Modeling Technologies

Reality is that in the hands of a guru and given enough time, almost any modeling technology can be massaged into providing a quality model and yielding human insight. We have a different philosophy in that the combination of a variety of modeling technologies has a synergistic effect and will produce the desired high quality models and human insight faster, easier and more robustly than pushing any given technology to its limits. With that caveat, the favorite technologies used by the authors are illustrated in the graphic below.

Symbolic regression has emerged as our dominate modeling technology in recent years due to algorithmic and computer advances that have expanded the scope of problems to which it can be applied. Using a survival-of-the-fittest metaphor, expressions are evolved which summarize the data response.

The current state-of-the-art algorithms implemented are very powerful in that in addition to developing compact (nonlinear) models which are suitable for human inspection, driving variables are automatically identified and selected.

Because of the automatic variable selection, symbolic regression can directly handle fat arrays which would be pathological for other techniques. One limitation of symbolic regression is that the search space is infinite so developing quality models is compute intensive.

The practical limit for the DataModeler implementation is on the order of 50,000 to 100,000 records; although, this can be exceeded if extra effort or patience is applied.

Variable selection can also be accomplished via iterative downselection of inputs using stacked analytic nets (SANs). Similar to neural networks, SANs are attractive because ensembles of models can easily be developed which will diverge when extrapolating  — which provides a trust metric on the developed models to detect when either the underlying system has changed or the models are being supplied with data from novel regions of parameter space and, therefore, are extrapolating. SANs are also attractive because their development is very efficient and, as a result, they are suitable for model building and variable selection on very large data sets.

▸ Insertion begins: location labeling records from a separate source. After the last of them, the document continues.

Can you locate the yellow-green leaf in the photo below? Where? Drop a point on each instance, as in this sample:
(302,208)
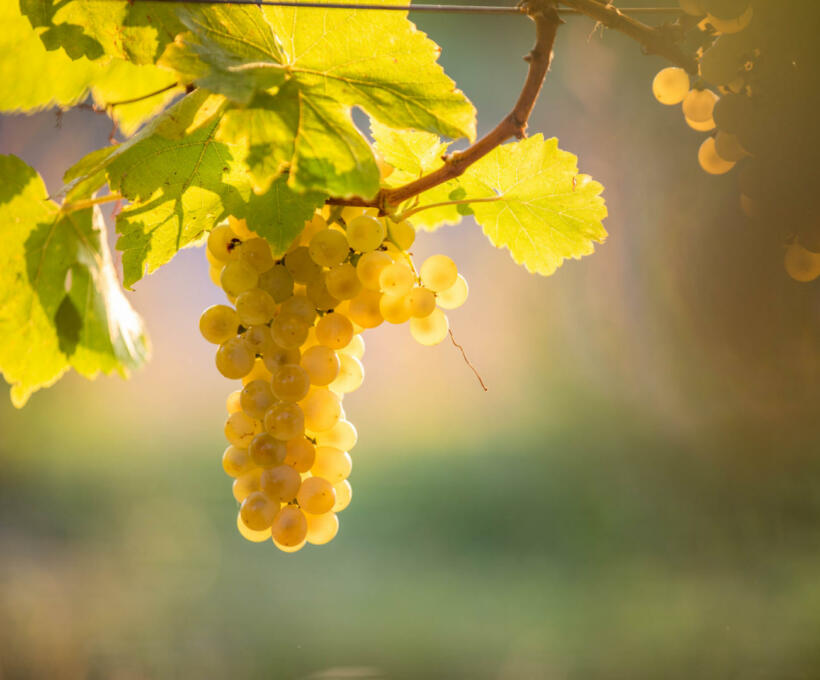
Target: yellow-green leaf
(61,304)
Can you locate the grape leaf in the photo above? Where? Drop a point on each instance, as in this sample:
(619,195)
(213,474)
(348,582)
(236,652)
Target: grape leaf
(181,182)
(412,153)
(92,29)
(316,65)
(527,196)
(546,212)
(61,305)
(34,78)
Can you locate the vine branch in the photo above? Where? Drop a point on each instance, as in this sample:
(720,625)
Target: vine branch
(546,18)
(653,40)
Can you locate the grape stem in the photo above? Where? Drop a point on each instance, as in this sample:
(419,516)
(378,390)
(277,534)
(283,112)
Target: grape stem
(653,40)
(545,16)
(74,206)
(464,201)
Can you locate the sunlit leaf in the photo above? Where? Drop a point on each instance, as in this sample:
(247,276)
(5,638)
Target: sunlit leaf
(61,304)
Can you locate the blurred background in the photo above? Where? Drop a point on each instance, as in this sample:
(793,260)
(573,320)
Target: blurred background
(636,496)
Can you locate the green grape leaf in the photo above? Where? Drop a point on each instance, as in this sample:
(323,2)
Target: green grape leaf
(540,208)
(34,78)
(181,182)
(93,29)
(412,154)
(313,66)
(61,304)
(527,196)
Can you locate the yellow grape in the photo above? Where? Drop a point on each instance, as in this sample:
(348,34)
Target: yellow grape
(355,347)
(300,454)
(300,307)
(280,483)
(322,410)
(344,494)
(291,383)
(257,511)
(247,533)
(699,105)
(290,549)
(289,331)
(802,264)
(256,252)
(232,403)
(319,295)
(396,279)
(365,233)
(402,234)
(240,429)
(370,266)
(328,247)
(215,274)
(342,281)
(218,323)
(237,277)
(258,339)
(455,295)
(222,242)
(422,301)
(255,307)
(709,159)
(234,359)
(301,266)
(331,464)
(438,273)
(316,496)
(276,282)
(276,357)
(430,330)
(334,330)
(321,529)
(285,421)
(266,451)
(671,85)
(364,309)
(351,375)
(289,527)
(256,398)
(236,461)
(258,372)
(310,341)
(394,309)
(321,364)
(704,126)
(342,436)
(246,484)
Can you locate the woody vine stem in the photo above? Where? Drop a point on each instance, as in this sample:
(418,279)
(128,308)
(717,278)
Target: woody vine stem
(545,15)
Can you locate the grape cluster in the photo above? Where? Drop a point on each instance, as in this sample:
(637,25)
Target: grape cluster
(759,58)
(292,335)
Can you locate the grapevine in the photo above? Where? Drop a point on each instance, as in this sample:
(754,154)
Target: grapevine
(236,133)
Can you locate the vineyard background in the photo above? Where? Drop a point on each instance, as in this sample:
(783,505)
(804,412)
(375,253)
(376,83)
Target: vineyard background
(636,496)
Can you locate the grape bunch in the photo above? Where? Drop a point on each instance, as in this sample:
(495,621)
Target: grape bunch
(759,58)
(292,335)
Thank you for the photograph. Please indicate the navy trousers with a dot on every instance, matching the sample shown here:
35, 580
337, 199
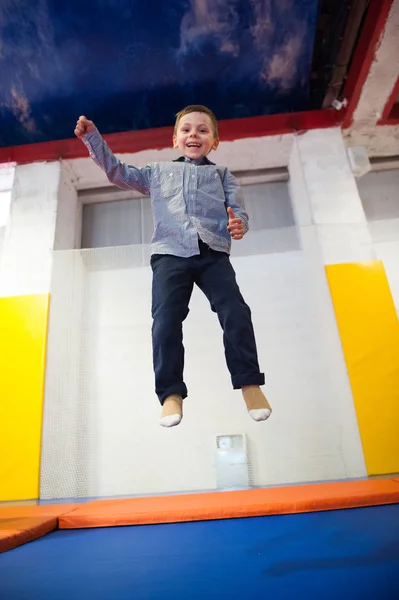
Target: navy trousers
172, 286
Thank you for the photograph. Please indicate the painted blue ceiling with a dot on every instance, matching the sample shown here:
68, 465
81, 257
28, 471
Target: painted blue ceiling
132, 64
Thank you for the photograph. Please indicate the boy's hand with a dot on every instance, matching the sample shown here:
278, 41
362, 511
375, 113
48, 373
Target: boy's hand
83, 126
235, 225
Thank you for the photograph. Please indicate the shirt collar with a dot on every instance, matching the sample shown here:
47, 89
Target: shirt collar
197, 161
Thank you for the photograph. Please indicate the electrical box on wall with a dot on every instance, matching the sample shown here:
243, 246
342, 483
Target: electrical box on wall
232, 470
359, 161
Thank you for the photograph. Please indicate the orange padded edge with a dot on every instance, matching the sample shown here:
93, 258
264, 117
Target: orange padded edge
227, 505
20, 530
22, 524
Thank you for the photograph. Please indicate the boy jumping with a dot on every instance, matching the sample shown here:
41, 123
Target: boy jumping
197, 208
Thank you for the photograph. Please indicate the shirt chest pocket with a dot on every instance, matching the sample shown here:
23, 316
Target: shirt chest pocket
170, 182
212, 185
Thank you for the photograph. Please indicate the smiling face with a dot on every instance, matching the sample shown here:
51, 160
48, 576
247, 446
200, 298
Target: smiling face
194, 135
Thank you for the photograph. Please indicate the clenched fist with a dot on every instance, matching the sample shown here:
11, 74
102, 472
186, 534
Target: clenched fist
83, 126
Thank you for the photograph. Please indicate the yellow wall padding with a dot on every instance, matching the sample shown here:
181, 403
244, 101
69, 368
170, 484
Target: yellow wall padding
23, 338
369, 330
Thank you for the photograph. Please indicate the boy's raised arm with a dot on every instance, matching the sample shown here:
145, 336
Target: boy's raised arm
117, 172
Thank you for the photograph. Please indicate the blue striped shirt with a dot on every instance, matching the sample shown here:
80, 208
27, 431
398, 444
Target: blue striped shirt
189, 198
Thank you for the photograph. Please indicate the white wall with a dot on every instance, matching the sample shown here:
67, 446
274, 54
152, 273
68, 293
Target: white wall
101, 412
112, 444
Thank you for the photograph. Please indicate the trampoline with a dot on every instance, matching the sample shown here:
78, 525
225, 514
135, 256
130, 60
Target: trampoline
213, 545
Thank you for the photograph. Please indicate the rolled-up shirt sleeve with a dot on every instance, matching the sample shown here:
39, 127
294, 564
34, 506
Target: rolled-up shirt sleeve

Neural networks are universal approximators and are useful identify the model accuracy potential for a given data set. The downside is that the model development is a nonlinear optimization problem and it is difficult to control the modeling capacity — which is required to legitimately assemble ensembles of models for a consensus metric. Since other technologies have additional advantages, we tend not to use neural networks for deployed models; however, their use can be helpful in the interim development.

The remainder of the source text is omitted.